2010年10月04日 05時03分37秒 | Weblog


『A2』、7月に読了。森達也安岡卓治著。現代書館。2005年5月第1版第2刷(2002年4月第1刷)。

 「はしがき」・「あとがき」以外に、「撮った理由、及び「A2」本篇から落としたエピソード・・・・・・森達也」、「採録シナリオ「A2」」、「森達也と二人三脚で「A」「A2」づくり・・・・・・安岡卓治」の3章。

 フィル・スペクター(p.30)。

 浅野健一さん、「人権と報道・連絡会」(p.68、71)。河野義行さん(p.130)。
 『創』の篠田さん、『アエラ』の烏賀陽さん。「烏賀陽 ・・・オウムに好意的なニュース番組なんか作っていいのかと、うちはスポンサー降ろさせてもらうぞと、・・・抵抗するというのはなんか、濁中の黄河に向かって裸一つで飛び込んでいくような、そういう恐怖感を僕は感じているし。いつもいつも叩き潰されて、自分の書きたいことが結局最終的には100%は出せないという歯がゆさも持ってるし・・・」(p.157)。

 下山事件(p.186)の撮影

 「テレビ界・・・ベテランディレクターの多くがテレビの世界を離れている。映像消費文化の象徴のような存在だ。/森も、・・・企画では傑出した独自性を持っているものの、処世術はうとい。/・・・ポリシーを持ち、様々な場で発言する「フリー・ディレクター」は、森以外に何人いるだろうか?/批判的な精神を持続することは難しい」(p.188)。

 『放送禁止歌』(p.189)。岡林信康。「・・・全共闘・・・。/「お祭り騒ぎ」をテレビで見ながら、「若者たちの時代」が到来することを夢想したわれわれが直面したものは、紛争処理後の徹底した管理強化教と、それによって押し殺された・・・無気力な同世代の群れであった。政治的な関心を示すだけで教師からにらまれ、反抗には隠微な制裁が加えられた。/・・・「勇者たち」の多くは、彼らが憎み、破壊しようとしたはずの制度の中にしっかりと組み込まれ、歯車として生き続けていた。/当時の武勇伝を得々と語るものたちと出会うことがある。が、命がけで闘おうとした本物の闘士たちは、けして語らないのだと思う。自らの敗北がもたらした荒廃を、歯ぎしりしながら見つめているのではないだろうか。
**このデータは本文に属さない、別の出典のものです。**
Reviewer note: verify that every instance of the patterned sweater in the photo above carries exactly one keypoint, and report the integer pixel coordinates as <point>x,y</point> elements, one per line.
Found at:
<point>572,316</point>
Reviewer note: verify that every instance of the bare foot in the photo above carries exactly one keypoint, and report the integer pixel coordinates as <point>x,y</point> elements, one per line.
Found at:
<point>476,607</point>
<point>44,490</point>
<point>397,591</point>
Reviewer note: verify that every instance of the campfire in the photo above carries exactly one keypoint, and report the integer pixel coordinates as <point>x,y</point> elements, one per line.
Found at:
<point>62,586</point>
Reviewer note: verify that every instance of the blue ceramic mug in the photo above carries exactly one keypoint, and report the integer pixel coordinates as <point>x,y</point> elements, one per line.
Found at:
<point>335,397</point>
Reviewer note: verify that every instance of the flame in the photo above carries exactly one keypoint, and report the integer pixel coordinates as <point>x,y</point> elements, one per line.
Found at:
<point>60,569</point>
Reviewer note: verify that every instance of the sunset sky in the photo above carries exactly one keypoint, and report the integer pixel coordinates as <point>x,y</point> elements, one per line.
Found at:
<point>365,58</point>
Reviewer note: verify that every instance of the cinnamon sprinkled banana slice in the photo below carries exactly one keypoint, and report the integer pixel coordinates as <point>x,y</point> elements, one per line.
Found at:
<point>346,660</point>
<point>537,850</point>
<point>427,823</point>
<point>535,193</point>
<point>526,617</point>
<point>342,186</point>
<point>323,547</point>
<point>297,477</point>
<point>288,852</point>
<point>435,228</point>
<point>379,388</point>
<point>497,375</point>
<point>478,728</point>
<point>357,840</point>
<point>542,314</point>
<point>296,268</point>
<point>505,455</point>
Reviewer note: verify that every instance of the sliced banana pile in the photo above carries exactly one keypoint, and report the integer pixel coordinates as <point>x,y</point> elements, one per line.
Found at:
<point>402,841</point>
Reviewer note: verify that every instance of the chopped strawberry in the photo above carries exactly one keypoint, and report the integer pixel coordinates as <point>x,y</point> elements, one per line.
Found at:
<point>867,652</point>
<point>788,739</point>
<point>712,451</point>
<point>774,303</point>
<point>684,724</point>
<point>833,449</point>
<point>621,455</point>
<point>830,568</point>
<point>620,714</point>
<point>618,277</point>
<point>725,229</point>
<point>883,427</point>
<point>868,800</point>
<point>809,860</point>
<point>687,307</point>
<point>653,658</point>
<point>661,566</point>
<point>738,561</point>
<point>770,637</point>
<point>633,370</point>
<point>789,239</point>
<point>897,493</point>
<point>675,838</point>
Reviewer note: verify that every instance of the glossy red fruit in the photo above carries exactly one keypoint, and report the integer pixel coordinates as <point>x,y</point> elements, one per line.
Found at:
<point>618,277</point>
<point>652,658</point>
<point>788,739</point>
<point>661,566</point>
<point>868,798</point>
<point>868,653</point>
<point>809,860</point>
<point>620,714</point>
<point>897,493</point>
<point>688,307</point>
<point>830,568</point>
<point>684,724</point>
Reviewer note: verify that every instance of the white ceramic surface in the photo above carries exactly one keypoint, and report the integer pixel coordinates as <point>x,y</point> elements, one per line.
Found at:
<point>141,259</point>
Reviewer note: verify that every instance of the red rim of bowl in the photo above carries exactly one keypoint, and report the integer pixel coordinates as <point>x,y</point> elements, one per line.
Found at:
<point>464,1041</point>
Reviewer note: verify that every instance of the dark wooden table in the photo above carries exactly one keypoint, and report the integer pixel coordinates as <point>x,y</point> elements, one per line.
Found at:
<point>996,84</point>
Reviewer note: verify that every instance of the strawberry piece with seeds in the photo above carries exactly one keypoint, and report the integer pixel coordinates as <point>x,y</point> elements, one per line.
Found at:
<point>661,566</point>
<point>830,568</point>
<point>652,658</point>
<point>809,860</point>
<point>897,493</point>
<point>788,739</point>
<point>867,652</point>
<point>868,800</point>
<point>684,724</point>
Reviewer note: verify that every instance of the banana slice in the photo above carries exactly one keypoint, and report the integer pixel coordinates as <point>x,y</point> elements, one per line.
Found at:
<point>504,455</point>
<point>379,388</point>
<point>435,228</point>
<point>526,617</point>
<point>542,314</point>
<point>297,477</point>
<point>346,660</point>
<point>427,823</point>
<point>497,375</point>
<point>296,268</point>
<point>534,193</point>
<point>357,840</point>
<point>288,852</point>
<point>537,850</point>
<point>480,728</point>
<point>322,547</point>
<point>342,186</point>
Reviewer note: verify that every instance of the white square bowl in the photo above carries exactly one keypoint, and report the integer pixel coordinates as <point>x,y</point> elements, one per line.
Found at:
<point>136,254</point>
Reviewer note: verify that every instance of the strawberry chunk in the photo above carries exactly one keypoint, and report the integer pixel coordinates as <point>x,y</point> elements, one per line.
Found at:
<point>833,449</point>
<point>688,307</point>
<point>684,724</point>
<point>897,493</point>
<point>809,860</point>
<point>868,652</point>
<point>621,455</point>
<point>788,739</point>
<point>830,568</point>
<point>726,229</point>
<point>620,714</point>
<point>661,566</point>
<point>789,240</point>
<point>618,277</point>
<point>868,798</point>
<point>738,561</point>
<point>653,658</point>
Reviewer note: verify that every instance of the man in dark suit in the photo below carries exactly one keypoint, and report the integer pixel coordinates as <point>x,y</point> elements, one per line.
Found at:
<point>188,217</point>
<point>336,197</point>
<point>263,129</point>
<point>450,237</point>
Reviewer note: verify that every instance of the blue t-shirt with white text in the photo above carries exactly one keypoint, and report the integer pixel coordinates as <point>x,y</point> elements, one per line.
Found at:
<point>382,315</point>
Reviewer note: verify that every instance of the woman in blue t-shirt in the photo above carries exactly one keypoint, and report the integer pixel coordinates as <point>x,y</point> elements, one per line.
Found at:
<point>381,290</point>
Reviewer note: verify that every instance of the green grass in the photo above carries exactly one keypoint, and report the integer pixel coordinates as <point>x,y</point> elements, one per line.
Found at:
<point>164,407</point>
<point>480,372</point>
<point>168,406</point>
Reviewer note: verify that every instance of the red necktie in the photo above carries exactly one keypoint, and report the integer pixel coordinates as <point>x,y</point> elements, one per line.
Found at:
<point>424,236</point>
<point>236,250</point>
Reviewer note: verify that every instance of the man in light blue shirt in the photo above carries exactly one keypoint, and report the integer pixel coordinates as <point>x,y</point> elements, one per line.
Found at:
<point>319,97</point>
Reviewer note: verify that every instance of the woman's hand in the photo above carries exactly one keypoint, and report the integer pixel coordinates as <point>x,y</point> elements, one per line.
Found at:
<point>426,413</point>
/岡林信康自身も「手紙」を封印し、もう歌うことはないという」(p.190)。高田渡、なぎら健壱、「イムジン河」(p.191)。
 『職業欄はエスパー』、『一九九四年よだかの星』(p.194)。「他の生き物を犠牲にして生きてゆくしかない人間の矛盾」(p.196)。

 「森は、「A」によって、自分が本来作るべきものを
再認識したのだと思う。自らの主観を貫くことで、作品のオリジナリティーを発揮することの大切さに気づいたのだ」(p.196)。

 「・・・戦後の日本でこれほど明瞭な「社会の敵」は存在しなかったのではないだろうか。・・・だが、社会に渦巻くその「憎悪」に身を任せ、煽りたてるだけでは、事件の根幹にある問題にたどり着くことは出来ない。・・・、「なぜ、彼らが?」の解答は得られていない。犯罪の核心は「動機」にある。その「動機」をすべて「信仰」に収斂させてしまうことは乱暴すぎないだろうか?」(p.198)。「・・・世論の「憎悪」が高まり、メディアの理性をゆがめていることを感じた。テレビは、・・・横並びで・・・犯罪の凶悪さを叫ぶ声の大きさで視聴率を争っている。/誰か、冷静に見すえようとするものはいないのか?/・・・/森と出会ったのは、そんなときだった。/・・・ふたつ返事で、プロデュースを引き受けた」(pp.208-209)。

 原一男さん(p.215)。

 転び公妨(p.222)。

 山形国際ドキュメンタリー映画祭「市民賞」受賞(p.235)。